It thus makes little sense to keep considering profit as the definite and only goal. According to Rebecca Henderson, economist and professor at the Harvard Business School, “we need to rethink the role of companies”. Companies have a huge capacity to innovate and to generate a positive impact on the planet and society. With this ability, comes the responsibility to deliver “social value”, in addition to “shareholder value”.
“Social value” means adopting a multi-stakeholder approach. Managers can no longer respond exclusively to shareholders. Rather, they must respond to all stakeholders surrounding the business – employees, consumers, customers, business partners, the planet and society.
And the resulting concept is thus “Purpose”, intrinsically linked to environmental and social sustainability – a concrete objective that goes beyond profit maximisation.
Mission, vision and values are three fundamental pillars for any business to exist, but purpose is crucial for businesses to survive in the medium-long term. Purpose must be at the heart of the business strategy.
At Unilever, the purpose was born in the company – “promoting a sustainable life for all”. However, quickly became clear that for this logic to have an impact it had to be incorporated throughout the value chain. Currently, our corporate strategy is based on three assumptions: companies with purpose persist, brands with purpose grow and people with purpose thrive.
Making this change required many changes in the way we think, decide and act. We strive to become the global leader in sustainable business, proving that future-oriented business models and a positive impact lead to top performance.
The results are actually there to prove this. Our brands with purpose grow 69% faster than the others and correspond to 75% of our total growth.
And we started including financial and non-financial results also in our annual report. The latter includes the sustainable goals we are committed to and the respective results. All goals respond to a final strategic objective, which involves improving the health of the planet and society, increase people’s confidence and well-being and contribute to a more just and inclusive world.
Setting sustainable goals and measuring results is an essential step towards change. When we publicly announce something and take responsibility for delivering results, commitment is inevitable.
We have known this since 2010 when we presented the “Unilever Sustainable Living Plan” – an ambitious and pioneering plan that materialized our purpose. For 10 years, we have worked to achieve goals in line with the Sustainable Development Goals. We are established in more than 190 countries, through our products and we impact more than 2.5 billion people every day, helping to improve their health and hygiene.
All results obtained are publicly available, maintaining transparency and the ambition to do more and better. We know that there is still a long way to go and that is why we did not stop when the “Unilever Sustainable Living Plan” ended in 2020. Since then, we have established and publicly announced new environmental and social goals, which reflect the change we want to see in the world.

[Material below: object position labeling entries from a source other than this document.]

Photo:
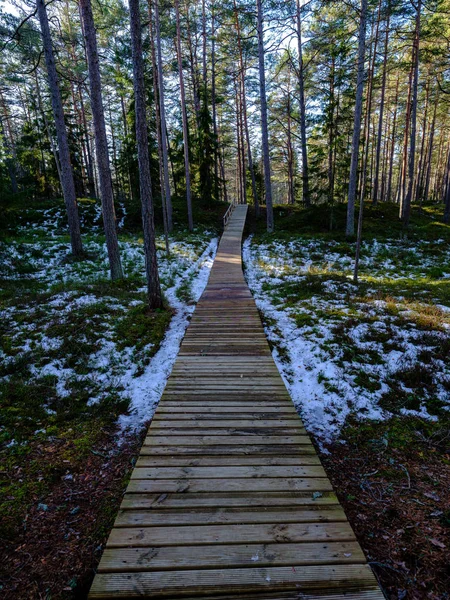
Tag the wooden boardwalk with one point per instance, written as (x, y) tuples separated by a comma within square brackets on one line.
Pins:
[(228, 498)]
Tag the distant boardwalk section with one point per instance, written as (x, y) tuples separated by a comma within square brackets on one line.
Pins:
[(228, 498)]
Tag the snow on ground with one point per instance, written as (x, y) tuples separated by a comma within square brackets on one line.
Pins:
[(345, 350), (67, 330), (145, 391)]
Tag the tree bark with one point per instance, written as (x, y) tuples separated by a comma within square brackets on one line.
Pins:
[(213, 102), (158, 126), (162, 114), (187, 170), (350, 229), (67, 182), (430, 151), (101, 141), (412, 144), (302, 106), (151, 264), (381, 115), (264, 125), (244, 111)]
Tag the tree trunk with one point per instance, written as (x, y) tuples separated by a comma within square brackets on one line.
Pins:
[(162, 114), (6, 132), (430, 151), (418, 178), (101, 141), (264, 125), (381, 115), (158, 127), (67, 180), (187, 170), (394, 131), (151, 264), (302, 106), (447, 193), (412, 145), (357, 121), (47, 129), (213, 103), (362, 192), (244, 111)]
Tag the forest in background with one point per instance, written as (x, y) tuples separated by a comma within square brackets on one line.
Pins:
[(114, 113), (301, 58)]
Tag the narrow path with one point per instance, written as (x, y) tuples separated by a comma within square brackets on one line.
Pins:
[(228, 498)]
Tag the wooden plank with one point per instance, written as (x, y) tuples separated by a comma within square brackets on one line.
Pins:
[(152, 518), (226, 440), (368, 594), (219, 472), (228, 450), (229, 556), (226, 500), (231, 534), (194, 422), (232, 407), (165, 583), (272, 484), (225, 461)]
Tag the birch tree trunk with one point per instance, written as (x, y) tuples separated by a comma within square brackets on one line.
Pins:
[(184, 119), (67, 181), (162, 116), (145, 182), (101, 141), (350, 229), (264, 125)]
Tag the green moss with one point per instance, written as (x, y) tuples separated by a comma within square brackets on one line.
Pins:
[(141, 327)]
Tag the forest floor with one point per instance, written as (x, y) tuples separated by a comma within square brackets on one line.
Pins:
[(83, 364), (368, 369)]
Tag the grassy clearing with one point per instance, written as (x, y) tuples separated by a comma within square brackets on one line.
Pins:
[(71, 343), (376, 350), (368, 368)]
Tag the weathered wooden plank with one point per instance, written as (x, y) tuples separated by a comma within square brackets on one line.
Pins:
[(272, 484), (226, 500), (231, 408), (151, 518), (367, 594), (227, 450), (227, 440), (194, 422), (219, 472), (300, 579), (229, 556), (224, 461)]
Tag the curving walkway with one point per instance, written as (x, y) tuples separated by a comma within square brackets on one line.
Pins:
[(228, 498)]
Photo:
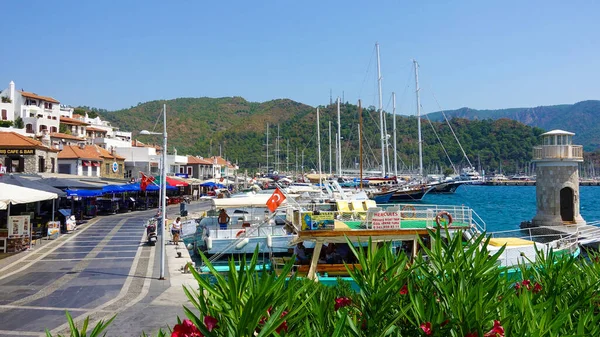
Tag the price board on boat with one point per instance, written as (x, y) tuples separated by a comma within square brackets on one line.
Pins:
[(386, 220), (312, 221)]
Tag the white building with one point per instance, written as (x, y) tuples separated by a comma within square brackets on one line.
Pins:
[(38, 112)]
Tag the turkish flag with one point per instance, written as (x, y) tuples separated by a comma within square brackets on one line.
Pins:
[(146, 180), (275, 200)]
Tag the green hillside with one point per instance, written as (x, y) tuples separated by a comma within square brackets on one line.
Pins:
[(583, 118), (237, 128)]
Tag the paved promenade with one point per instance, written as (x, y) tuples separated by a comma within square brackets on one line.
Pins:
[(101, 269)]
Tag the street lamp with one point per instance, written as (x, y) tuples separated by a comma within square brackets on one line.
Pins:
[(163, 190)]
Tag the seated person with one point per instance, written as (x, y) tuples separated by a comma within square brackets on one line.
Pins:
[(300, 252), (331, 254)]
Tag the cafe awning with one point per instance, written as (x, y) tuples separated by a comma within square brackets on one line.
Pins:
[(13, 194)]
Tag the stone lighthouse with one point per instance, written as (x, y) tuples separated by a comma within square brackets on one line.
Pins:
[(557, 183)]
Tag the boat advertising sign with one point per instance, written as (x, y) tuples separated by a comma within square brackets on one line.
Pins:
[(386, 220), (311, 221), (18, 225), (53, 229)]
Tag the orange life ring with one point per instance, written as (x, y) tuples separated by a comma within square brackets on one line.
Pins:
[(408, 211), (443, 215)]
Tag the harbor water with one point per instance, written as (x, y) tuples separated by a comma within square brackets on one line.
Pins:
[(505, 207)]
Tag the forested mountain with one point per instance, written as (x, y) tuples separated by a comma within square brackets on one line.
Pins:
[(583, 118), (236, 128)]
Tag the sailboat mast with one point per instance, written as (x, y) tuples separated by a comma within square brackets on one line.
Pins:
[(394, 126), (360, 140), (419, 118), (380, 112), (319, 145), (330, 169), (267, 148), (339, 142)]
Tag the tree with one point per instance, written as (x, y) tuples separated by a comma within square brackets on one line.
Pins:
[(62, 128), (19, 123)]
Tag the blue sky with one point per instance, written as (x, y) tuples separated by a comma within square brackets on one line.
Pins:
[(481, 54)]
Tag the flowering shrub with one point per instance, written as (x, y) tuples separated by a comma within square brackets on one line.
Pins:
[(448, 289)]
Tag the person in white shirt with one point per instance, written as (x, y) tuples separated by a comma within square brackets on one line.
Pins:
[(300, 252), (176, 230)]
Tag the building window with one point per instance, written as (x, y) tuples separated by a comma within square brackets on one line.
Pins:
[(64, 168), (15, 165), (41, 164)]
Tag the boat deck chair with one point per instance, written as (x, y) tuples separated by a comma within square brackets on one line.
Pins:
[(359, 209), (369, 204), (370, 212), (344, 211)]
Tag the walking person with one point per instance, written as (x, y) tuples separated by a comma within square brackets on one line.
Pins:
[(176, 230), (223, 219)]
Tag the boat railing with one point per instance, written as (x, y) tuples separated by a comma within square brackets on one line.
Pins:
[(559, 239), (248, 232), (361, 215)]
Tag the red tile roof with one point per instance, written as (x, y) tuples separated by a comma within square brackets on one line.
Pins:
[(72, 121), (36, 96), (195, 161), (137, 143), (221, 161), (91, 128), (13, 140), (91, 152), (65, 136)]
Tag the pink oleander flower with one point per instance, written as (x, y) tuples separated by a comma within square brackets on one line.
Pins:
[(186, 329), (497, 330), (210, 322), (426, 327), (341, 302)]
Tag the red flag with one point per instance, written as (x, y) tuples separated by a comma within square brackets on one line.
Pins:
[(275, 200), (146, 180)]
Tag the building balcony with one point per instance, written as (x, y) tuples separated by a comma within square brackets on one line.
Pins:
[(560, 152)]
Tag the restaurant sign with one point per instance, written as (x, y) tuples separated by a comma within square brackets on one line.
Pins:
[(7, 152), (386, 220)]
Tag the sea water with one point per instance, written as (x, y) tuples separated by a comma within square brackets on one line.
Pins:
[(505, 207)]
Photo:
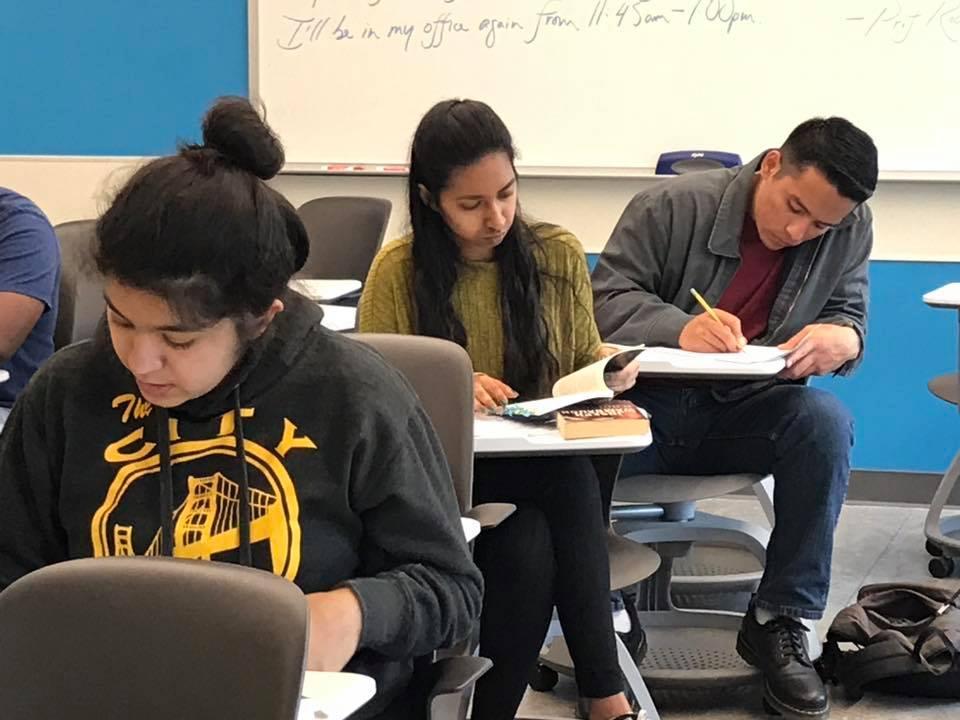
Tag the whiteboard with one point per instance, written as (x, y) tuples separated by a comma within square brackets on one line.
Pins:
[(601, 84)]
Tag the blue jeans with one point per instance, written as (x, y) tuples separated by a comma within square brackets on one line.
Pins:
[(801, 435)]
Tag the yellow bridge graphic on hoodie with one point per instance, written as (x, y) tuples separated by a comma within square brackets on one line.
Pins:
[(206, 525), (208, 521)]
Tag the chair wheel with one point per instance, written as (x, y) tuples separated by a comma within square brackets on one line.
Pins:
[(941, 567), (543, 679)]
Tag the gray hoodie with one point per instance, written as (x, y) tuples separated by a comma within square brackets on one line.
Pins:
[(684, 233), (346, 483)]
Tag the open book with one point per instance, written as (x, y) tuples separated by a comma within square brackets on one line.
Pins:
[(587, 383), (752, 361)]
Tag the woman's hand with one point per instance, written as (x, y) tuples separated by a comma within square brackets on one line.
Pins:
[(490, 393), (335, 624)]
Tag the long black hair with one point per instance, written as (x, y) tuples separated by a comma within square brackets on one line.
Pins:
[(201, 229), (453, 135)]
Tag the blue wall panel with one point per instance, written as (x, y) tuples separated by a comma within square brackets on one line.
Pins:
[(115, 77)]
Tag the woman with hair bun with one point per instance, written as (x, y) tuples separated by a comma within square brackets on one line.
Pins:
[(127, 444)]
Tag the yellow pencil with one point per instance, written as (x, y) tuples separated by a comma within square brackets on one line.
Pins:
[(705, 305)]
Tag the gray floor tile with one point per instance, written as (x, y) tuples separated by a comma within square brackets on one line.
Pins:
[(874, 543)]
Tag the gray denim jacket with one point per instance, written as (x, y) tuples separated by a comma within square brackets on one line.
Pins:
[(685, 233)]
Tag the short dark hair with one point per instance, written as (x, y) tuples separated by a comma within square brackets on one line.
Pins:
[(201, 229), (844, 153)]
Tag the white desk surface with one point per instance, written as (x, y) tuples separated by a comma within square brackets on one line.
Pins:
[(946, 296), (339, 318), (325, 290), (494, 436), (333, 696)]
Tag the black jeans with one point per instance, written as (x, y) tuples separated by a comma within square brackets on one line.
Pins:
[(552, 551)]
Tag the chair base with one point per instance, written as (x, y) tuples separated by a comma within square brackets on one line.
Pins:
[(715, 563), (557, 658), (943, 534), (692, 657), (715, 577)]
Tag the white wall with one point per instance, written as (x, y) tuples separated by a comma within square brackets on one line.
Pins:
[(914, 220)]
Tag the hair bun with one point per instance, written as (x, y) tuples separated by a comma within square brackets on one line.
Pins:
[(235, 129)]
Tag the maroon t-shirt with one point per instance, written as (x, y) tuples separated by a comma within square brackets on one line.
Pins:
[(751, 293)]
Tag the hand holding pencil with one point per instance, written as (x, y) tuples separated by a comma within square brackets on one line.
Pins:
[(712, 331)]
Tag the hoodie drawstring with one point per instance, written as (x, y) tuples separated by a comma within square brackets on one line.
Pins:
[(245, 554), (166, 484)]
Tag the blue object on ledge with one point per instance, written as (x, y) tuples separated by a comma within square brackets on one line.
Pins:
[(684, 161)]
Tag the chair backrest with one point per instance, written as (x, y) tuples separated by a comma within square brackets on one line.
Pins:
[(152, 639), (345, 234), (442, 376), (81, 290)]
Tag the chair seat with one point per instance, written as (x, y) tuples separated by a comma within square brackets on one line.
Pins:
[(946, 387), (630, 562), (662, 489)]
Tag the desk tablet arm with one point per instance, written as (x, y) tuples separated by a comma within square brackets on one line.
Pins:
[(491, 514), (449, 682)]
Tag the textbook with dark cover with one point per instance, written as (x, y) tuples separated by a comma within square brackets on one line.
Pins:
[(602, 418)]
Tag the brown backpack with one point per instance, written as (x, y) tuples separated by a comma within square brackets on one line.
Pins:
[(906, 638)]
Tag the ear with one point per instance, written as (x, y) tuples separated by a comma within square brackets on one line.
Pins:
[(426, 198), (263, 322), (772, 164)]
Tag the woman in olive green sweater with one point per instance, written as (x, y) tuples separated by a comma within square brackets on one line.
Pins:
[(517, 297)]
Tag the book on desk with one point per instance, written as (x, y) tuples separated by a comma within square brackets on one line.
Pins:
[(602, 418)]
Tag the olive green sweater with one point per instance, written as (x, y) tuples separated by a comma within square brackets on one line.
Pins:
[(387, 304)]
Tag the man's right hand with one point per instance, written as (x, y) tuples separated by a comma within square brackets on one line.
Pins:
[(704, 334), (490, 393)]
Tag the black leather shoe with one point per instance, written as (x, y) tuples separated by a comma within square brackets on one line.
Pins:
[(791, 685)]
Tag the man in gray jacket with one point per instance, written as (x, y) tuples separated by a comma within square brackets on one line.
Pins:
[(780, 248)]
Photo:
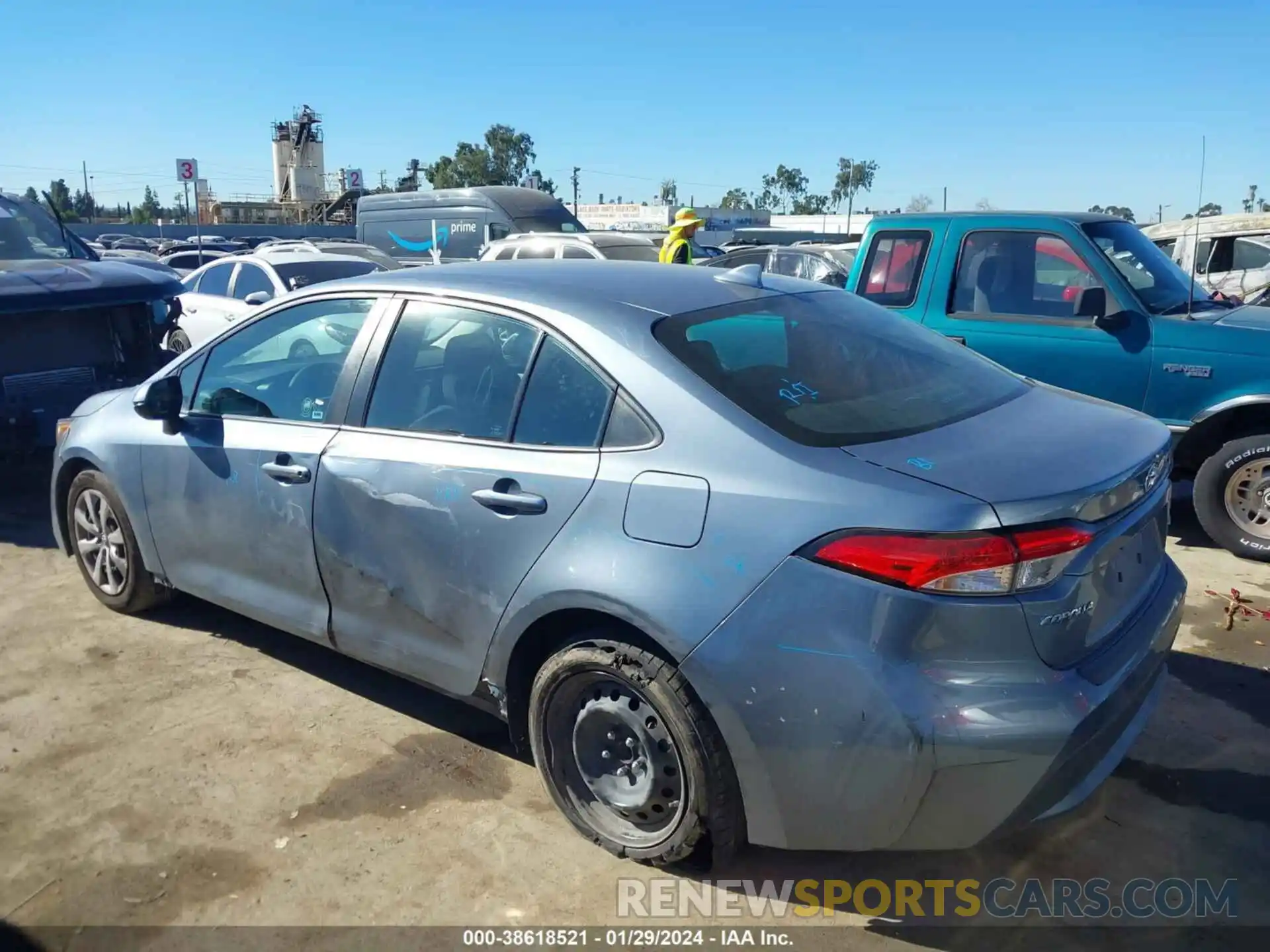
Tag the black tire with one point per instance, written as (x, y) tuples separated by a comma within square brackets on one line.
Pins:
[(178, 342), (1228, 470), (697, 814), (138, 592)]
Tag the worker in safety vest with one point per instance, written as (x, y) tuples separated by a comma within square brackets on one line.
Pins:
[(677, 248)]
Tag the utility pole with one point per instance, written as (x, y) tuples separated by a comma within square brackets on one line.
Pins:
[(84, 167)]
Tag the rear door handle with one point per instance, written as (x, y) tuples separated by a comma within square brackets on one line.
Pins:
[(285, 473), (511, 502)]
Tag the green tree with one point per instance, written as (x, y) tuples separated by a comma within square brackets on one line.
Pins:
[(767, 198), (62, 197), (84, 205), (505, 159), (853, 179), (812, 205), (150, 205), (1118, 210), (790, 186)]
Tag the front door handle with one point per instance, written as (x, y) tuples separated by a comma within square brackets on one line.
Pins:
[(285, 473), (511, 500)]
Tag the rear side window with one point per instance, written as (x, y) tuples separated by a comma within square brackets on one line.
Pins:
[(894, 267), (216, 280), (1024, 273), (828, 370)]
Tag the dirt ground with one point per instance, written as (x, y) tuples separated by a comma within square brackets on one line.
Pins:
[(193, 767)]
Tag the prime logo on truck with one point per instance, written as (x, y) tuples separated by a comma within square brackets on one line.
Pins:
[(454, 223)]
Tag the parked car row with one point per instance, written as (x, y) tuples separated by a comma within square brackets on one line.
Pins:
[(738, 556)]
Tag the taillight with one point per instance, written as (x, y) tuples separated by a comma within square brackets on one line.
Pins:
[(967, 564)]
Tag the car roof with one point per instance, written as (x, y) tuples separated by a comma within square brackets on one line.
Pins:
[(596, 292), (919, 218), (599, 239)]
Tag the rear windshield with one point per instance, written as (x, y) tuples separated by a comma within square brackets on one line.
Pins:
[(827, 368), (304, 273), (629, 253)]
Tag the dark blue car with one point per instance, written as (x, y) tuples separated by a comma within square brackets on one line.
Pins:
[(71, 325)]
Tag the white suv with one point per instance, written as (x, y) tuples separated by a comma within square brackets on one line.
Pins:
[(613, 245), (230, 287)]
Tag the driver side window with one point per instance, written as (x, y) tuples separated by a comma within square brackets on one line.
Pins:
[(284, 366)]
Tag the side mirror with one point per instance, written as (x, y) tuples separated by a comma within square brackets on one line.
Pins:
[(1090, 302), (160, 400)]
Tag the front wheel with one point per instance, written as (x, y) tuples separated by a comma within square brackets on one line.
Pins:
[(106, 547), (632, 757), (1232, 496)]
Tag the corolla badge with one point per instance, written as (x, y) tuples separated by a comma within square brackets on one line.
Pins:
[(1070, 614)]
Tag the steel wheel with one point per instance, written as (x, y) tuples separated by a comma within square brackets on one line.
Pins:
[(621, 768), (101, 542), (1248, 498)]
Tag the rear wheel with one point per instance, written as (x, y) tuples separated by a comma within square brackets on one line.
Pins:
[(1232, 496), (106, 547), (632, 757)]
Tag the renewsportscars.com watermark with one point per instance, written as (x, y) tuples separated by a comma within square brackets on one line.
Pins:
[(1000, 899)]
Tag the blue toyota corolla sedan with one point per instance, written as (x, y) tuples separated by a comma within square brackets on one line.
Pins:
[(738, 557)]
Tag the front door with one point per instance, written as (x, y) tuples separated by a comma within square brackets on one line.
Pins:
[(230, 493), (429, 517), (1013, 299)]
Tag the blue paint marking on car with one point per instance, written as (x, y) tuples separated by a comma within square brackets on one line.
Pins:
[(443, 240), (790, 627)]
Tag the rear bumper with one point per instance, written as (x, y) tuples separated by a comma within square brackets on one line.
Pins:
[(851, 729)]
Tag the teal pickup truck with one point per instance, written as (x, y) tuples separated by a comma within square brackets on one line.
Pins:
[(1089, 303)]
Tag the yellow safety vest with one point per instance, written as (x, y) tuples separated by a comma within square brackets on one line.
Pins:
[(671, 247)]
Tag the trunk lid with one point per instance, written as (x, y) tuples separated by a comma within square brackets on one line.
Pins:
[(1054, 456)]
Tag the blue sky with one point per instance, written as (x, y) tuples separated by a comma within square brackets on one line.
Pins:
[(1032, 104)]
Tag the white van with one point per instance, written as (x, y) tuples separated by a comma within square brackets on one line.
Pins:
[(1231, 252)]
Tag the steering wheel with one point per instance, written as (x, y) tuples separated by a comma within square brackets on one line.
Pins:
[(317, 379)]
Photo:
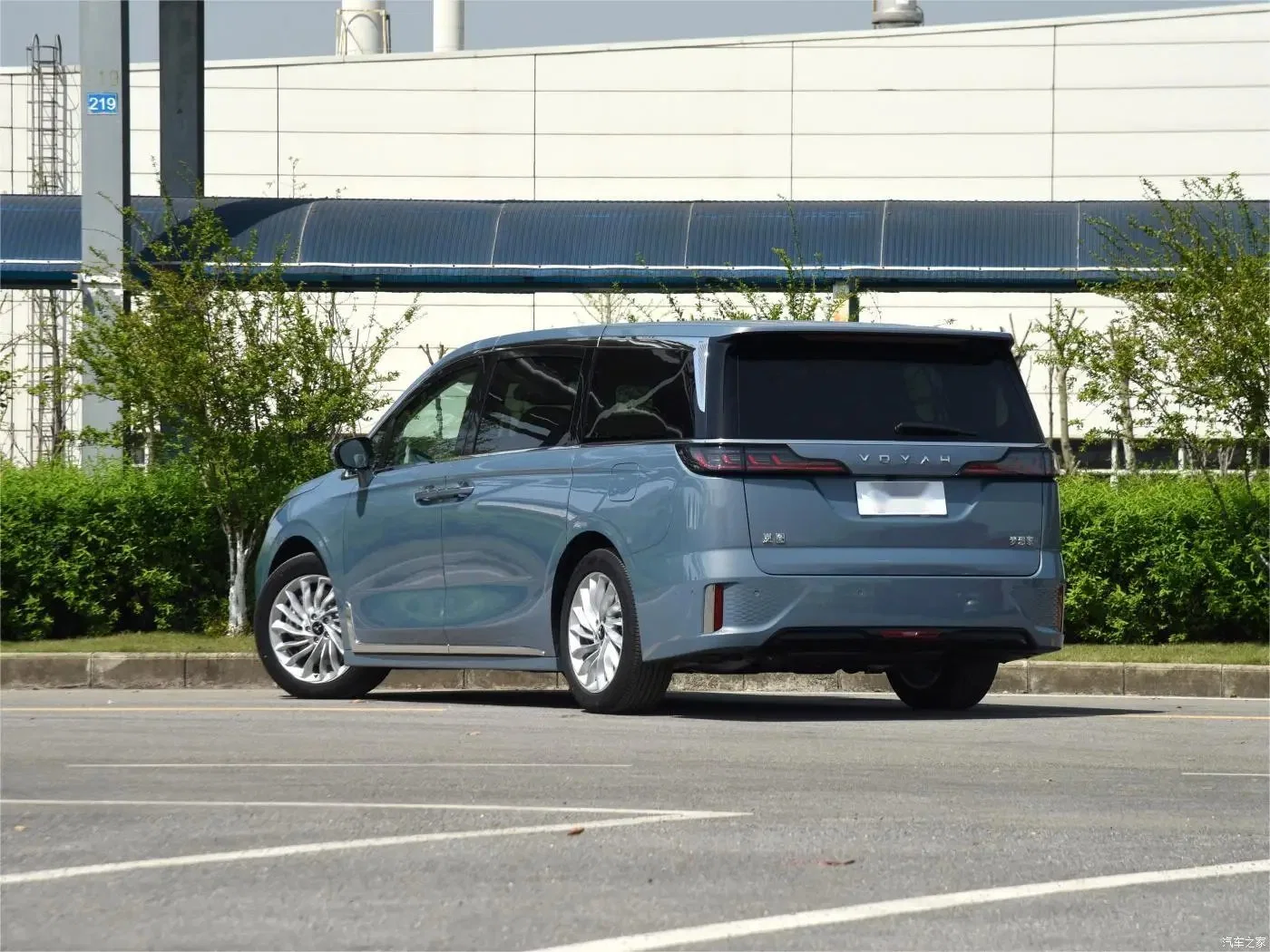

An example of these is the “Clean Future” initiative, aimed at promoting the end of the use of chemical substances derived from fossil fuels in cleaning and washing products by 2030; while we find new ways to reduce the carbon footprint.
All these changes were only and are possible with the involvement of the people who make up the company. Rebecca Henderson says that “people motivated by a better future are willing to take more risks and be more innovative.”
Therefore, companies must ensure strategic alignment between all levels of the organization. A shared purpose gives meaning to everyday work and guides decision making, and this is essential to create innovation and have a positive impact.
With the right tools and motivation, purposeful companies can provide the most innovative and effective responses to environmental and social problems.